Issuers Starting to Bid on Their Own ARS

WASHINGTON - A handful of issuers or conduit borrowers were among the first to successfully bid on their own auction-rate securities and dramatically lower the high interest rates they were paying, while other issuers indicated in disclosure filings that they intend to bid on their ARS as early as tomorrow.

The bids come after the Securities and Exchange Commission issued guidance March 14 that laid out the circumstances under which an issuer could bid on its own auction-rate securities without triggering enforcement for market manipulation. The SEC said in the guidance that the bids should be disclosed at least two days in advance along with the results of the immediately preceding auction, among other things.

Many issuers had planned to participate in the auctions of their securities two weeks ago but had to postpone their plans for several days as broker-dealers, auction agents, and bond lawyers took steps to make sure they were in full compliance with the SEC's guidance and to formalize internal guidance stipulating the conditions under which they would accept self-bids.

While no comprehensive list of the issuers or borrowers who successfully bid on their bonds last week could be found, the transactions appeared to be associated mostly with health care facilities. They included St. Petersburg, Fla.-based All Children's Hospital Inc., which disclosed on its Web site that it had purchased on Wednesday $37.25 million of the $61.575 million Series 2007A bonds issued on its behalf by the St. Petersburg Health Facilities Authority. All Children's low bid of 2.33% matched the Securities Industry and Financial Markets Association seven-day municipal swap index, and was the auction's clearing rate.

"That was definitely a significant event for us," said Arnold T. Stenberg Jr., senior vice president and chief financial officer of the hospital, which also owns 11 clinics along the Gulf Coast of Florida. Prior to Wednesday's auction, the paper had weekly reset rates of over 10%.

Bryant Miller Olive PC was bond counsel on the auction, Citi was the broker-dealer and Wells Fargo Brokerage Services LLC was the auction agent, Stenberg said, adding that the arrangement, in which the hospital pays itself interest on its own bonds, would provide for complicated accounting until the hospital restructures the debt later in the year.

Meanwhile, in a notice released late Thursday, the Kansas City, Mo.-based Stowers Institute for Medical Research announced that it, along with three sister institutions, had bid on its auction-rate bonds in two separate auctions.

The institutes, which conduct cancer research, on Tuesday purchased $105.975 million of $215 million of Series 2000 medical research facilities bonds issued by the Missouri Health and Education Facilities Authority, with a clearing rate of 3.335%, according to a disclosure notice sent to The Bond Buyer.

The notice said that the institutes, in another auction Wednesday, also purchased $33.3 million of $75 million of the Series 2002 medical research facilities revenue bonds sold by the same issuer, with a clearing rate of 3.428%.

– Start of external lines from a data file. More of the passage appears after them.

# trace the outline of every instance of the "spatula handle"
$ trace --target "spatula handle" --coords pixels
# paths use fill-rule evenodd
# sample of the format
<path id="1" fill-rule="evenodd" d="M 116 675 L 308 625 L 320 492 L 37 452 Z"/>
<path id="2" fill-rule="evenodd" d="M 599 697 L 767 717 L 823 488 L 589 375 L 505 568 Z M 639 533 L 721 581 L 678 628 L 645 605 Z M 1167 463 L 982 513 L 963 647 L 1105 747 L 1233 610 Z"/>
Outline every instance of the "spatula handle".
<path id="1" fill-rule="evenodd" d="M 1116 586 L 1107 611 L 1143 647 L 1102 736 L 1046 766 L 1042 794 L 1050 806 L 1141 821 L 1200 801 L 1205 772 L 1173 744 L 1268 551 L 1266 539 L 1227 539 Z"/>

Gilmore & Bell PC was bond counsel on both transactions, JPMorgan was the broker-dealer, and the Bank of New York Trust Co., according to Bill Musgrave, a spokesman for the institutes, who said high interest rates had forced the institutes to pay an additional $3 million in costs since the auction-rate turmoil began more than two months ago.

David A. Welte, legal counsel for the institutes, said in a statement: "The successful auction of these bonds achieved our goal of reducing interest rates to a level closer to where they traditionally traded, which in turn allowed us to stop the unnecessary diversion of our charities' funds away from their intended purpose, the advancement of science."

Meanwhile, at least a dozen other issuers or conduit borrowers disclosed late last week that they intend to bid on their own securities beginning tomorrow, among them the Los Angeles County Museum of Natural History Foundation, which is borrowing through the California Infrastructure and Economic Development Bank; WellSpan Health Obligated Group, borrowing through the General Authority of Southcentral Pennsylvania; and Children's Healthcare of Atlanta Inc., borrowing through the DeKalb County, Ga., Private Hospital Authority.